Reboot 25: The influencers

Blessed are the influencers for they will make a true difference – through policy, vision, drive, innovation and ideas – in the course of information security. What sets our selection apart is that they've held significant sway on the direction of IT security.


Richard Clarke, chairman, Good Harbor; author; former federal cybersecurity czar 

Richard Clarke doesn't pull any punches about what he thinks of the state of cybersecurity today – or the people and institutions charged with handling it. At February's RSA Conference in San Francisco, Clarke took a jab at Edward Snowden (saying Snowden being called a whistleblower makes his blood boil). He also took on National Security Agency (NSA) critics in other countries; called for politicians and officials to up their cybersecurity game (it would be easier if they “learn about information and how it's collected”); and demanded guidance for the NSA (policymakers should clarify “what they want collected and not collected”).

But Clarke does more than use his words. He's widely known as a man of action, putting in 30 years in government as a diplomat in the State Department and in the Pentagon, as well as serving as a security guru to three presidents (Clinton, George W. Bush and Obama) before becoming CEO of Good Harbor Security Risk Management, a Washington, D.C.-based consultancy advising companies and governments on cybersecurity. 

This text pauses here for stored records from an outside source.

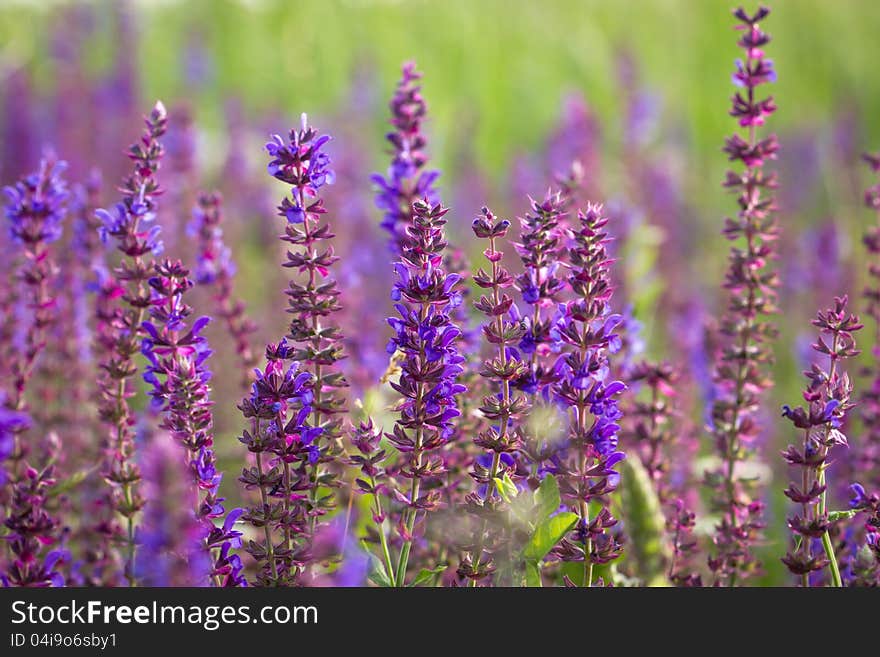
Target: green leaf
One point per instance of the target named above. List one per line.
(424, 576)
(648, 552)
(547, 497)
(71, 482)
(547, 534)
(377, 572)
(835, 516)
(533, 574)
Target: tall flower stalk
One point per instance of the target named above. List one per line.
(276, 409)
(426, 337)
(407, 180)
(373, 481)
(216, 268)
(316, 341)
(179, 377)
(542, 286)
(827, 395)
(742, 361)
(503, 407)
(130, 225)
(585, 467)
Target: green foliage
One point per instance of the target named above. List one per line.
(647, 551)
(427, 577)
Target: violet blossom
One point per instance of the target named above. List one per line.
(741, 362)
(827, 395)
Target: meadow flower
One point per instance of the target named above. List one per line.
(586, 328)
(315, 339)
(503, 407)
(35, 210)
(130, 224)
(741, 362)
(407, 180)
(827, 394)
(426, 338)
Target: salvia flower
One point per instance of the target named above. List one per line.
(169, 532)
(178, 373)
(315, 338)
(586, 327)
(827, 396)
(503, 407)
(407, 180)
(131, 226)
(373, 480)
(542, 285)
(865, 565)
(32, 529)
(277, 409)
(741, 362)
(426, 338)
(215, 268)
(35, 209)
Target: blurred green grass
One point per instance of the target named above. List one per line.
(506, 62)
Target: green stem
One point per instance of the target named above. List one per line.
(836, 579)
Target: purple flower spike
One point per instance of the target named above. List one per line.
(503, 406)
(584, 327)
(407, 180)
(828, 397)
(427, 388)
(740, 362)
(35, 210)
(178, 374)
(216, 269)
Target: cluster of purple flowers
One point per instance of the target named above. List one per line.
(407, 181)
(425, 337)
(277, 409)
(316, 343)
(744, 352)
(532, 446)
(504, 407)
(828, 400)
(177, 371)
(216, 268)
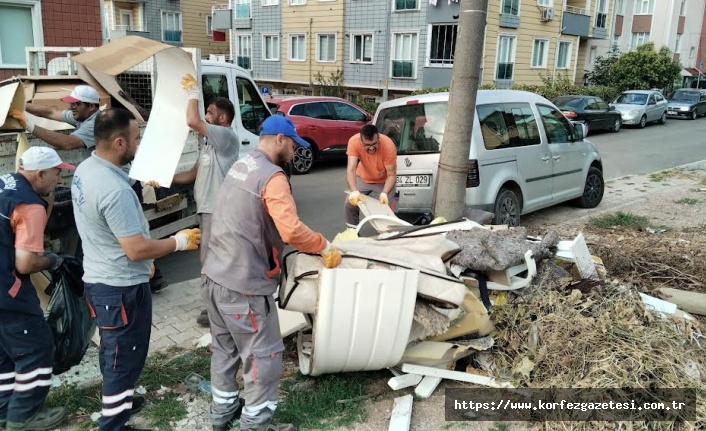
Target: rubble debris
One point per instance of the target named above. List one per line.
(483, 250)
(401, 417)
(455, 375)
(404, 381)
(691, 302)
(427, 386)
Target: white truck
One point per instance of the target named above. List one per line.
(175, 208)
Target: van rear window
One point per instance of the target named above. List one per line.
(416, 128)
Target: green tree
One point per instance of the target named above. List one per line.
(645, 68)
(601, 73)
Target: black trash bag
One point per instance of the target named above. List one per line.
(68, 315)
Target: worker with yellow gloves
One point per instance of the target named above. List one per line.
(255, 216)
(372, 168)
(118, 255)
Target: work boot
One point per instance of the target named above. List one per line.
(44, 420)
(202, 320)
(232, 422)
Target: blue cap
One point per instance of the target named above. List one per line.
(276, 124)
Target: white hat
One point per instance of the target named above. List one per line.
(38, 158)
(82, 93)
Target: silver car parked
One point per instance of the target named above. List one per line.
(639, 107)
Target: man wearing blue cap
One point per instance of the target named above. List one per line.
(255, 216)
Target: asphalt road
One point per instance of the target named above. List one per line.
(319, 195)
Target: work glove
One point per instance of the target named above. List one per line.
(20, 116)
(55, 261)
(187, 239)
(189, 84)
(383, 198)
(354, 198)
(332, 256)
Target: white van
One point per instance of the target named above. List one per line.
(525, 155)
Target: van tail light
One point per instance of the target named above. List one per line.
(473, 175)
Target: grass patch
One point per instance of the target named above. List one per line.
(165, 410)
(687, 201)
(163, 369)
(311, 401)
(619, 219)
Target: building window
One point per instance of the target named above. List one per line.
(443, 44)
(362, 48)
(539, 53)
(506, 57)
(563, 56)
(297, 47)
(643, 7)
(510, 7)
(405, 5)
(639, 39)
(171, 27)
(619, 7)
(677, 43)
(601, 14)
(270, 47)
(20, 27)
(243, 51)
(326, 48)
(404, 51)
(242, 9)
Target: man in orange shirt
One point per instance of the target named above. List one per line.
(254, 216)
(372, 167)
(26, 342)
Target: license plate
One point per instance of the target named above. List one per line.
(413, 180)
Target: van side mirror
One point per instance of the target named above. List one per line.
(580, 130)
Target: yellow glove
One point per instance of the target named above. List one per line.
(354, 198)
(189, 84)
(187, 239)
(332, 256)
(22, 118)
(153, 183)
(383, 198)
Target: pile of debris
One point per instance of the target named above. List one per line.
(513, 310)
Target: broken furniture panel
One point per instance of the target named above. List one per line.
(363, 319)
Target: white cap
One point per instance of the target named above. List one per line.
(39, 158)
(82, 93)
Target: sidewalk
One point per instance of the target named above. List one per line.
(175, 309)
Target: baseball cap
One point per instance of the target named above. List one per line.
(82, 93)
(38, 158)
(276, 124)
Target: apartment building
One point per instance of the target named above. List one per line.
(28, 23)
(159, 20)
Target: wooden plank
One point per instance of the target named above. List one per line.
(404, 381)
(427, 386)
(401, 417)
(455, 375)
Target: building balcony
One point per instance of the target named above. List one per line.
(576, 22)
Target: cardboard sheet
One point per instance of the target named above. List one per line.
(11, 97)
(166, 132)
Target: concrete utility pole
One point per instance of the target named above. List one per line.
(450, 187)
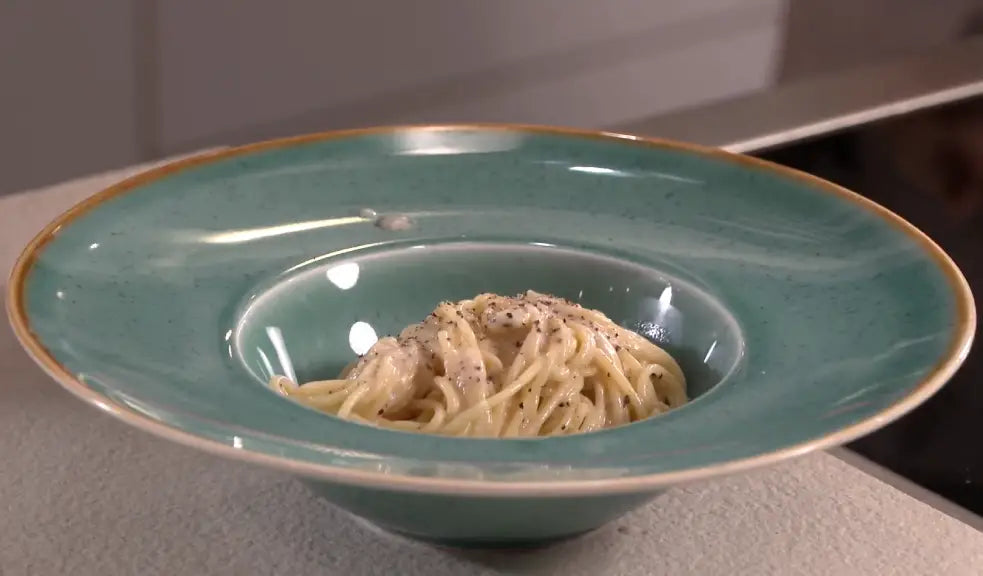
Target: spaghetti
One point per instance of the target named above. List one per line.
(496, 366)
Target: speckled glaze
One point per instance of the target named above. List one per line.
(804, 314)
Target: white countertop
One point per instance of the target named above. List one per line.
(81, 494)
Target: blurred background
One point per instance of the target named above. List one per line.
(880, 95)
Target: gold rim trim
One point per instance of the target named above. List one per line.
(940, 374)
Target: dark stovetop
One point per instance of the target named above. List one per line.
(929, 169)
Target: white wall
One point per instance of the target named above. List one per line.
(67, 95)
(86, 86)
(234, 70)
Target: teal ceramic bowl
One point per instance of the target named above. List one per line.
(803, 314)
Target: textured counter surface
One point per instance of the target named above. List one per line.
(83, 494)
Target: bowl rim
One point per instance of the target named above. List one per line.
(962, 334)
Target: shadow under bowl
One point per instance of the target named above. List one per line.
(803, 315)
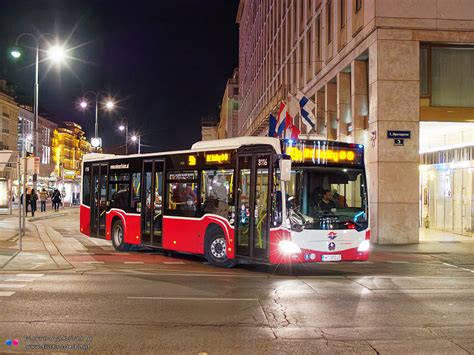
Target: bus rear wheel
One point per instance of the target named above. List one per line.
(118, 237)
(216, 249)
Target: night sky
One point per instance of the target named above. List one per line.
(167, 62)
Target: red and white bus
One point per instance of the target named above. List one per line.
(237, 200)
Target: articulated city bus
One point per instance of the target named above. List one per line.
(237, 200)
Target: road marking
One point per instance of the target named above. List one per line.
(192, 298)
(6, 294)
(12, 285)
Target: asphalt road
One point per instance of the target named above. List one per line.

His work as a cybersecurity czar and adviser to presidents – his assessment of the latter is detailed in his book Against All Enemies –  earned him a slot as an SC Magazine Industry Pioneer back in 2009. His continued efforts to strengthen cybersecurity and work with the Obama administration have clearly evolved Clarke into a widely recognised Influencer.

He drew the public into the debate with his 2010 book Cyber War: The Next Threat to National Security and What to Do About It. And his 300-page “Review Group on Intelligence and Communications Technology,” requested by President Obama, made 46 recommendations for tightening NSA security and improving transparency of U.S. surveillance activity.


James Lewis, senior fellow and director of the strategic technology programme, CSIS; professor, Johns Hopkins University 

Admitting to a fascination with computers “back in the stone age” of computing, Lewis used mainframes “as an analytical tool in grad school and realised they had immense potential.” When he joined the State Department in the late 1980s, they were still “an alien presence.” But his programming skills didn't go unnoticed by Dick Clarke, then in the Politico-Military Bureau, who sent him to work at the NSA on an initiative that Lewis thought was “unworkable,” the Clipper chip and encryption policy.

He quickly changed assignments and by the time he left the State Department for another government agency, Commerce, he had two, what turned out to be lucrative, White House working groups in his portfolio – secure public networks and e-commerce.

“I found that policy on network security had advanced two inches in three years and decided to assign one of my deputies to cover it when the Director of Central Intelligence walked into an IWG and said, “I have the solution,'” says Lewis. “He didn't, but he broke the gridlock on thinking about how to secure the internet and I decided to stay. That was 1996.”

And the cybersecurity industry has felt his influence ever since. As a member of the U.S. Foreign Service and Senior Executive Service, he worked, among other things, on internet policy. During his tenure at the bipartisan, nonprofit Centre for Strategic and International Studies (CSIS), Lewis has testified numerous times before Congress on cybersecurity issue and served as the project director for the CSIS Commission on Cybersecurity for the 44th President, penning “Securing Cyberspace for the 44th Presidency,” the best-selling report that has informed U.S. policy and which has been recognised by President Obama.

But Lewis is not finished yet. “CSIS helped put cybersecurity on the map, but the current discussion just repeats things from five years ago,” he says. “I want new ideas on how the U.S. secures infrastructure without economic harm, how countries cooperate in cyberspace, and how countries adjust to the convergence of privacy, internet governance and cybersecurity.” To that end, CSIS is starting a new cyber institute and has projects underway “on the internet of things, information sharing, military use, and governance.” 

The internet, Lewis contends, will be very different in five or 10 years. “I want to identify trends, issues, and policies that let us get the full benefit of networked computing – the potential I saw in my TRS-80 three decades ago,” he says.